Obviously we can't directly measure the probability of an entire sentence given a similarly long tag sequence. Using (say) the Brown corpus, we can get reasonable estimates for

• individual word frequencies
• tag usage for each word
• tag bigrams

If we have enough tagged data, we can also estimate tag trigrams. Tagged data is hard to get in quantity, because human intervention is needed for checking and correction.

## Markov assumptions

To simplify the problem, we make "Markov assumptions." A Markov assumption is that the value of interest depends only on a short window of context. For example, we might assume that the probability of the next word depends only on the two previous words. You'll often see "Markov assumption" defined to allow only a single item of context. However, short finite contexts can easily be simulated using one-item contexts.

For POS tagging, we make two Markov assumptions. For each position k:

$$P(w_k)$$ depends only on $$P(t_k)$$
$$P(t_k)$$ depends only on $$P(t_{k-1})$$

Therefore

$$P(W \mid T) = \prod_{i=1}^n P(w_i \mid t_i)$$
$$P(T) = P(t_1 | START) * \prod_{i=1}^n P(t_k \mid t_{k-1})$$

where $$P(t_1 | START)$$ is the probability of tag $$t_1$$ at the start of a sentence.

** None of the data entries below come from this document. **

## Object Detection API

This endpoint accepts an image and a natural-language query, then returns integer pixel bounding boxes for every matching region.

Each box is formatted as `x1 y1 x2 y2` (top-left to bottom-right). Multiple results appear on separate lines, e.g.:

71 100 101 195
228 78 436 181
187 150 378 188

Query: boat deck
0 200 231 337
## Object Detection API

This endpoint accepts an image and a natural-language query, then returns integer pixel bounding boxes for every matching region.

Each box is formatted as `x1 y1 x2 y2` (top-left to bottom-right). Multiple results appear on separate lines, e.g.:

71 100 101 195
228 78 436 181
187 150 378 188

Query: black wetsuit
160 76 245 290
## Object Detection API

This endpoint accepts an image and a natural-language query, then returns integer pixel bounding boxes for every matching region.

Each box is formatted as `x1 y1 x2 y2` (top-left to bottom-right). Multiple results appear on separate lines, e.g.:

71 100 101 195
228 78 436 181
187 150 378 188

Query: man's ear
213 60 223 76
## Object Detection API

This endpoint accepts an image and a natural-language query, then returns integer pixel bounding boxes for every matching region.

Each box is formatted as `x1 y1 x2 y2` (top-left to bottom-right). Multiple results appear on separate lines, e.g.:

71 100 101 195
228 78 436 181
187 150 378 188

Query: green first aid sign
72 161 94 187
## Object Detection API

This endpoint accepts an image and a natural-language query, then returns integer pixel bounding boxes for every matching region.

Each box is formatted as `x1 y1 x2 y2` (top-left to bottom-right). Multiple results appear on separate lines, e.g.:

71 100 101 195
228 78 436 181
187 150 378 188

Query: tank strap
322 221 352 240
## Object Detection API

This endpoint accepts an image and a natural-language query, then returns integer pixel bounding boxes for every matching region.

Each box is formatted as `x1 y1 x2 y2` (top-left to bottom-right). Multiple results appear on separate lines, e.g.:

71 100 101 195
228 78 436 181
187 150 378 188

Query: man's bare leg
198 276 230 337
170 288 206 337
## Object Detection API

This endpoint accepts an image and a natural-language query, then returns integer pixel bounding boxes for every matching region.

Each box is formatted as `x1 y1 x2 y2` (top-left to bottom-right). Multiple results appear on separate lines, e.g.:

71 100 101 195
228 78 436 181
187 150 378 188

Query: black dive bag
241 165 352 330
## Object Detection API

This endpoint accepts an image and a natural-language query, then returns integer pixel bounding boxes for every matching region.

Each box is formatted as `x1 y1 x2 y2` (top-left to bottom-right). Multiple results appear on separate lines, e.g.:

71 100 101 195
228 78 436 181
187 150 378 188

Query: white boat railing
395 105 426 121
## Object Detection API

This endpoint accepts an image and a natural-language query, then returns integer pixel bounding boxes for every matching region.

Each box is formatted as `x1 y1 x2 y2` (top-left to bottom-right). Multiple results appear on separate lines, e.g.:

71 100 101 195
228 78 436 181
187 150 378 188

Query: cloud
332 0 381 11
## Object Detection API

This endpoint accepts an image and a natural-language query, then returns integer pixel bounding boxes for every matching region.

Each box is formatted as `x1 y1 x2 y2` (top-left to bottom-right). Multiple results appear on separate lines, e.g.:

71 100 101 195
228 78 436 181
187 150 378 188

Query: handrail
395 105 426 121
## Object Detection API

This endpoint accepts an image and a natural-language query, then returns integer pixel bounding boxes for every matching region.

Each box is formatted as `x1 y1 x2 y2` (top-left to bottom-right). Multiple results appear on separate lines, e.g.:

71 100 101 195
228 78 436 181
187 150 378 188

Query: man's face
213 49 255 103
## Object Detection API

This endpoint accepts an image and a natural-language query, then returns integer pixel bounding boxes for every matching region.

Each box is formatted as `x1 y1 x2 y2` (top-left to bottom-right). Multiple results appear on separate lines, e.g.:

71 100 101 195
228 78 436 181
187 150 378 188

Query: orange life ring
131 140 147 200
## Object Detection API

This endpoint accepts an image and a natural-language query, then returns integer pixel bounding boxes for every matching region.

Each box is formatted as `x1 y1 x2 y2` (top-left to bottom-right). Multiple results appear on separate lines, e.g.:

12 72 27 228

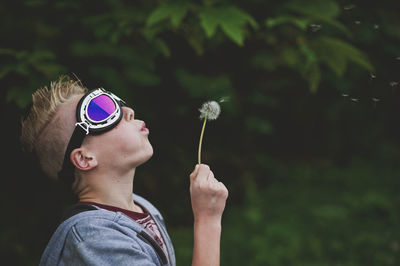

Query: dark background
0 0 400 265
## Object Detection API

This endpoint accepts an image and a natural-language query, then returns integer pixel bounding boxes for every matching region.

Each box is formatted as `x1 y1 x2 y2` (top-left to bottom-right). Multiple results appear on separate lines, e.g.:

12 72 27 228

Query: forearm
192 219 221 266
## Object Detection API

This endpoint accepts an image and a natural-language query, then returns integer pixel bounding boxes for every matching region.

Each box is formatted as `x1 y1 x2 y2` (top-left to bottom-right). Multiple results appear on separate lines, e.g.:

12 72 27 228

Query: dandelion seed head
372 98 380 102
199 101 221 120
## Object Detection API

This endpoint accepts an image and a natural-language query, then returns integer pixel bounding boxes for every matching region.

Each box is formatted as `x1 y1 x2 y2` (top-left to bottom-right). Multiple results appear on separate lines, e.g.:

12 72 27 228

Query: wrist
194 217 221 229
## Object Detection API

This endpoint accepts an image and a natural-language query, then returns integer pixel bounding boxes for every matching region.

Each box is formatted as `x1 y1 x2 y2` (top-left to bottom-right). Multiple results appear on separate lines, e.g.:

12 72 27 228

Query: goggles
58 88 126 185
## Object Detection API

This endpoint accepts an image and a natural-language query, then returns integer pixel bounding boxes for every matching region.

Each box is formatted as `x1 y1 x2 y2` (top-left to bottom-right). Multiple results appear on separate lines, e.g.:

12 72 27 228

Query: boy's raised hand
190 164 228 222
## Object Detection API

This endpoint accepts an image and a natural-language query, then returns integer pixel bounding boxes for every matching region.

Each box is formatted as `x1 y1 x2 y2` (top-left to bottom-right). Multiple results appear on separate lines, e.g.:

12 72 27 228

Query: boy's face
82 107 153 173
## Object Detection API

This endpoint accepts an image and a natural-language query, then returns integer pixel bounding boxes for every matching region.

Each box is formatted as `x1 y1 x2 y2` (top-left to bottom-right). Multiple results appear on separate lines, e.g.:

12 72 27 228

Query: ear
71 148 97 171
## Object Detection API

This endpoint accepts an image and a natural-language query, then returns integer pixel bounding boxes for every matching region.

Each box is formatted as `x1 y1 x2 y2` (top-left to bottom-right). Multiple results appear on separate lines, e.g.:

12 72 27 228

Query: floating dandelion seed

Folding this all together, we're finding the T that maximizes

$$P (T \mid W)$$
$$\propto P(W \mid T) * P(T)$$
$$= \prod_{i=1}^n P(w_i \mid t_i)\ \ * \ \ P(t_1 \mid \text{START})\ \ *\ \ \prod_{k=2}^n P(t_k \mid t_{k-1})$$

## HMM picture

Like Bayes nets, HMMs are a type of graphical model and so we can use similar pictures to visualize the statistical dependencies:

In this case, we have a sequence of tags at the top. Each tag depends only on the previous tag. Each word (bottom row) depends only on the corresonding tag.